The first is the most obvious and the one that I’ve spent much of career addressing: A problem won’t be worked on if no one knows it’s a problem. If you think back to when we were switching from cupolas to induction furnaces, we thought we were making the “same iron” if we had the same carbon and silicon, but ran into machinability problems. We didn’t know back then that all those other elements and nucleation had to be controlled if we were really going to produce the “same iron.” I’ve been in many foundries that really didn’t know how bad their scrap was. Once it was shown to them, they started trying to reduce it. 

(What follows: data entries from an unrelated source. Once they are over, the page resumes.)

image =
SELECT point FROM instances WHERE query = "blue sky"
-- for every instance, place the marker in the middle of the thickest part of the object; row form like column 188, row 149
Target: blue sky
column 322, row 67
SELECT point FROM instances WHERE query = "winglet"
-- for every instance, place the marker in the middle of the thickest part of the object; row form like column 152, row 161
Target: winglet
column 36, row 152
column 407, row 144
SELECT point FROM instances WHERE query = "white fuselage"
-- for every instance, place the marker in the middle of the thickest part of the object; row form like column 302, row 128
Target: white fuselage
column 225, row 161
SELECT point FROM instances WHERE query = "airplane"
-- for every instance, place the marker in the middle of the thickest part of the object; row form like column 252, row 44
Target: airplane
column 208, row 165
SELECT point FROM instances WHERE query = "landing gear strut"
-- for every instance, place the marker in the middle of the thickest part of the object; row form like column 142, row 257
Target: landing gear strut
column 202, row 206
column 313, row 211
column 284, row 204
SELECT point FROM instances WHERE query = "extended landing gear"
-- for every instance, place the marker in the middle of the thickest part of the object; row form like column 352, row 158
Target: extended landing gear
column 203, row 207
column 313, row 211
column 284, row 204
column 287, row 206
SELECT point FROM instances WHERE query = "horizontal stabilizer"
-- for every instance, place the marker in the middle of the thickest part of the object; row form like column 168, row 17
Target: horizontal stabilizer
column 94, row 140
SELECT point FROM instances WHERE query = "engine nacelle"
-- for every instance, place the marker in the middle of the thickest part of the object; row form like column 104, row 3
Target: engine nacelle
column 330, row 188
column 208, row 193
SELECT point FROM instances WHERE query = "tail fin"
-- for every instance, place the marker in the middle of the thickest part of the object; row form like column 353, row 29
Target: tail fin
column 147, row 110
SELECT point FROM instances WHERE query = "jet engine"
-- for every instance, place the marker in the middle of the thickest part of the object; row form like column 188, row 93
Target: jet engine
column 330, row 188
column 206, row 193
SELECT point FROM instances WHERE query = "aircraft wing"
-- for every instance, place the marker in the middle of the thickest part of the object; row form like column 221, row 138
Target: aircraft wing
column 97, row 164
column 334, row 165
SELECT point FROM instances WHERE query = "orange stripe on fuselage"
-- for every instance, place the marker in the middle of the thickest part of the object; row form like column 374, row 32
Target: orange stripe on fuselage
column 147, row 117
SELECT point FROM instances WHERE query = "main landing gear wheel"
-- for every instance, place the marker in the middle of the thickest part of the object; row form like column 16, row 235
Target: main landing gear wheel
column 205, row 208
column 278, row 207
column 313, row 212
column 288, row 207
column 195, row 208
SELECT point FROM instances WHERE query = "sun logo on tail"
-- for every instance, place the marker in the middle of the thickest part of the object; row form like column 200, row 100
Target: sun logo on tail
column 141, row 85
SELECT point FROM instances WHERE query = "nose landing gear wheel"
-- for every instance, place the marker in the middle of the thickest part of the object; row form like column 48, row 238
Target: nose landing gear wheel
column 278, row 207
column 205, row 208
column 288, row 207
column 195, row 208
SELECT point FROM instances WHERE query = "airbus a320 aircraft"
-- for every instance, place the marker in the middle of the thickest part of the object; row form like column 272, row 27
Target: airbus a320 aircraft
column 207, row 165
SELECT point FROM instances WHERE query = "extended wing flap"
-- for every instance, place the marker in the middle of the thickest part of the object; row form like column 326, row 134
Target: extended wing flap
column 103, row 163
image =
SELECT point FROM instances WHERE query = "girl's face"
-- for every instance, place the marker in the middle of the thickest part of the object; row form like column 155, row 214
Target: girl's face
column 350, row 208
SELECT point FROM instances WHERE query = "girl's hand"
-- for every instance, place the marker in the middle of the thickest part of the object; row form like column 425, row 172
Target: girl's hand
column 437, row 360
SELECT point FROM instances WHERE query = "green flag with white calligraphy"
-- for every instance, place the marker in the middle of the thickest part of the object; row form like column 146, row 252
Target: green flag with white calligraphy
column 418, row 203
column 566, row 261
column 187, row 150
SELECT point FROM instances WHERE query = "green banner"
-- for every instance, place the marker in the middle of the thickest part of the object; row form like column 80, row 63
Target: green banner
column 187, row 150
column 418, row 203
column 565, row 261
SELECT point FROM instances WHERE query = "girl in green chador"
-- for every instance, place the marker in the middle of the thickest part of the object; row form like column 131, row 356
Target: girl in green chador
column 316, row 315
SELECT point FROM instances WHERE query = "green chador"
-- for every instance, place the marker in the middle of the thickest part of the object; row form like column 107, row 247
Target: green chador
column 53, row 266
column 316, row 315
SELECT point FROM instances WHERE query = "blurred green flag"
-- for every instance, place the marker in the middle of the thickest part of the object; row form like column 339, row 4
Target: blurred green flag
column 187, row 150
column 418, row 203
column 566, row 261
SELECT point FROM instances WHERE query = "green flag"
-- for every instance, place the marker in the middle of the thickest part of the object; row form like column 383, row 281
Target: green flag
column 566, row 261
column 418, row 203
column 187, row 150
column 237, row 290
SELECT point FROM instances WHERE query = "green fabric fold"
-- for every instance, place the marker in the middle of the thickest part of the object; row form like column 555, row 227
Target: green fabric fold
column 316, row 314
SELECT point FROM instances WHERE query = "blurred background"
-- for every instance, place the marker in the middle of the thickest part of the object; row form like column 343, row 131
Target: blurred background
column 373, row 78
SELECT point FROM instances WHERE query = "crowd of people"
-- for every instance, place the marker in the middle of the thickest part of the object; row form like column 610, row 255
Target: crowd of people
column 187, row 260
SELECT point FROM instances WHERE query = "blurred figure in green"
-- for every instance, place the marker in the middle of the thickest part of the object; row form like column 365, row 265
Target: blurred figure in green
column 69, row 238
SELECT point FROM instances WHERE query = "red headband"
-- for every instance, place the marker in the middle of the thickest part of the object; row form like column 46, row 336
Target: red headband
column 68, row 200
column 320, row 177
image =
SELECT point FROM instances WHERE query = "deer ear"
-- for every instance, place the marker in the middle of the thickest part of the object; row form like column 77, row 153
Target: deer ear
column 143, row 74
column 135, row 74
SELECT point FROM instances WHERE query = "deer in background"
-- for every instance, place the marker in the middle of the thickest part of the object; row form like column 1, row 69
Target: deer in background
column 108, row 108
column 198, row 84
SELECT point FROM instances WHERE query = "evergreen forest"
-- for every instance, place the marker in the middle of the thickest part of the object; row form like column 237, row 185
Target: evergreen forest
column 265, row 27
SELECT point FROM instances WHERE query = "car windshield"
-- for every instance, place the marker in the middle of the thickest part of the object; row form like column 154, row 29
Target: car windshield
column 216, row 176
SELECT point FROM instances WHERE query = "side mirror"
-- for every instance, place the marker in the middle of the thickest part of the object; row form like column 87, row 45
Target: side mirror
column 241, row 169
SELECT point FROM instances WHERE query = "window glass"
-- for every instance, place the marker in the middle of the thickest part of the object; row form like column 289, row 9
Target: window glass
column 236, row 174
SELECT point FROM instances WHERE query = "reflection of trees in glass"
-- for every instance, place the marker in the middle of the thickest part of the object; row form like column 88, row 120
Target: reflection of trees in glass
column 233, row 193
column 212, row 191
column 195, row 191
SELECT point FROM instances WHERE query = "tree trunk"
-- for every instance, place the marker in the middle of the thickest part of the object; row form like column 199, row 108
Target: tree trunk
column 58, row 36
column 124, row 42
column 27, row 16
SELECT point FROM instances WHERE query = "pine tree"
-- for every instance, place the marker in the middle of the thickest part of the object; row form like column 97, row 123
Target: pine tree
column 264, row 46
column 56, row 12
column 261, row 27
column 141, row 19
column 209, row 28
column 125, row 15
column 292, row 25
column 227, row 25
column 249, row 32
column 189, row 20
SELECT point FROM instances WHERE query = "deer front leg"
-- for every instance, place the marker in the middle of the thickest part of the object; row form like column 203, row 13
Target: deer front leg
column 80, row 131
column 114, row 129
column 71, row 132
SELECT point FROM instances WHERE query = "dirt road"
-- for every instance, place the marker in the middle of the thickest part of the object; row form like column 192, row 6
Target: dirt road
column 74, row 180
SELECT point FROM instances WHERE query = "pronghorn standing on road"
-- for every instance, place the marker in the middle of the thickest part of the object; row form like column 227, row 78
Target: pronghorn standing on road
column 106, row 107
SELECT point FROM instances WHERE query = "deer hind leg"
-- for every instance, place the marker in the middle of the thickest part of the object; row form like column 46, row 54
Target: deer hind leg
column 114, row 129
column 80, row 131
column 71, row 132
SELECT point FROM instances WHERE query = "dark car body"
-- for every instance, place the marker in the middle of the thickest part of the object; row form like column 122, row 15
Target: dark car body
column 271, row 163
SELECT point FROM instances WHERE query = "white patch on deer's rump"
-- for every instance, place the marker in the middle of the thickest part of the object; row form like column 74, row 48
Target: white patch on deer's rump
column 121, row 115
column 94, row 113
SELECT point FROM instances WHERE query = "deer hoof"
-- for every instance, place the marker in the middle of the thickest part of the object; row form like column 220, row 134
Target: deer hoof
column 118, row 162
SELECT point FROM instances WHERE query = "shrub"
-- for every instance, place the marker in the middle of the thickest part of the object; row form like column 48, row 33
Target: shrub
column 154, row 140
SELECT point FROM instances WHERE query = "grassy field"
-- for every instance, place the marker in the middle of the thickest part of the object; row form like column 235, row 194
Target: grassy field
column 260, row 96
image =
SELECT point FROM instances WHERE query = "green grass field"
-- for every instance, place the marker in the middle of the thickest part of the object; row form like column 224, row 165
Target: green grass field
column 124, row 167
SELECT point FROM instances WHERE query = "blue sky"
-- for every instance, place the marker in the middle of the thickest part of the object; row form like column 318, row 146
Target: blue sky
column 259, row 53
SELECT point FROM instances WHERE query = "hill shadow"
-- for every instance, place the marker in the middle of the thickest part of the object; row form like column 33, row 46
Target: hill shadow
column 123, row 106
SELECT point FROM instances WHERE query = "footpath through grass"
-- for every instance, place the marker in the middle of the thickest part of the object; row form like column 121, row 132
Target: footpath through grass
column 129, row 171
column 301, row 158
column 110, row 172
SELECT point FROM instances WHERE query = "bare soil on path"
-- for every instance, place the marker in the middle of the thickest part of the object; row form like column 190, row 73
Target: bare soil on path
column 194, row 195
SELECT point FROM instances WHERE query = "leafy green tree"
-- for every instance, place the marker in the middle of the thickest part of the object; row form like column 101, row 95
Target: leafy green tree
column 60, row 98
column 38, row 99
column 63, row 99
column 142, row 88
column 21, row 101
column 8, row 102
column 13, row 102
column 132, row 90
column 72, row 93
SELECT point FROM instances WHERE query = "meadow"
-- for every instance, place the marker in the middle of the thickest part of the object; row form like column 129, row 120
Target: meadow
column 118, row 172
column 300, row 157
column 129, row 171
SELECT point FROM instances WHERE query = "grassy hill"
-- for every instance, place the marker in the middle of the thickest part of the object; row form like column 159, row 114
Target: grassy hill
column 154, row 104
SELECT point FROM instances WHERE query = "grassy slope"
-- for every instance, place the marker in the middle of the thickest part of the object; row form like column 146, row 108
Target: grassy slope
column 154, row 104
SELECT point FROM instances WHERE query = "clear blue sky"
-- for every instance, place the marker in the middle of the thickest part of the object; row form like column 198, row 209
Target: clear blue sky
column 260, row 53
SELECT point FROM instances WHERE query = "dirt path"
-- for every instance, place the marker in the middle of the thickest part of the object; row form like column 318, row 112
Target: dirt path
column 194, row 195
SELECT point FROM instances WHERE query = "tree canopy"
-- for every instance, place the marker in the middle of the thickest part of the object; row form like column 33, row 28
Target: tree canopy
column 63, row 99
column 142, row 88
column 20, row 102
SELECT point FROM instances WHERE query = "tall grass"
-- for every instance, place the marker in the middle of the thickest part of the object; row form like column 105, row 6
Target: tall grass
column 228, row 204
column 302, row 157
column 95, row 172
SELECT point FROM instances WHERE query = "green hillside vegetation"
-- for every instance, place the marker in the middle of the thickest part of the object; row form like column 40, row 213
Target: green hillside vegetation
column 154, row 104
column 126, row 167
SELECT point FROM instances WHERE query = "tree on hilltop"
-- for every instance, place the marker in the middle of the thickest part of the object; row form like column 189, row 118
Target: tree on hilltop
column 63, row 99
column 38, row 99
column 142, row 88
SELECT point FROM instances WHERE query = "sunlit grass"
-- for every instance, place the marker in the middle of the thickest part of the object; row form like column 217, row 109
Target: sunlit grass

Of course, there are those problems that are obvious and well documented and still nothing is done about them. The second cause for not doing something about a problem is not knowing what to do to fix it. Let’s face it; if you don’t know what to do about something, it’s not very likely you’re going to do anything. There was one foundry I was trying to help with an inclusion problem. We made change after change, but we finally stopped doing anything because we ran out of things to change. Fortunately, later we got a clue what was needed, and it was improved, but for a considerable period we did nothing because we didn’t know what to try.

This is an important lesson for everyone who is trying to get someone else to solve a problem. Don’t tell the boss about a problem without suggesting what needs to be done to fix it. If you can’t come up with a way of solving the problem, don’t be surprised if there isn’t any action taken. Of course, telling the boss what to do does take a bit of finesse.

That brings us to the last reason problems aren’t addressed. Other problems are more important than it. There is only finite amount of resources that can be spent. We technical types are infamous for finding what we see as problems that no one else sees. We will even come up with ways of solving them. Unfortunately, at times we forget to check whether we are spending dollars to solve a problem that is only costing us pennies.

So the next time you start to get frustrated with a problem that isn’t being addressed ask yourself these three questions.

1.                 Is it known that this is a problem?

2.                 Do you know what should be done to solve it?

3.                 Is the problem important enough to warrant the time and money for a solution?

If you’ve answered all of those questions and still can’t figure out why no one is working on the problem, there’s one more question that you need to ask: Is there something that you could be doing to solve it?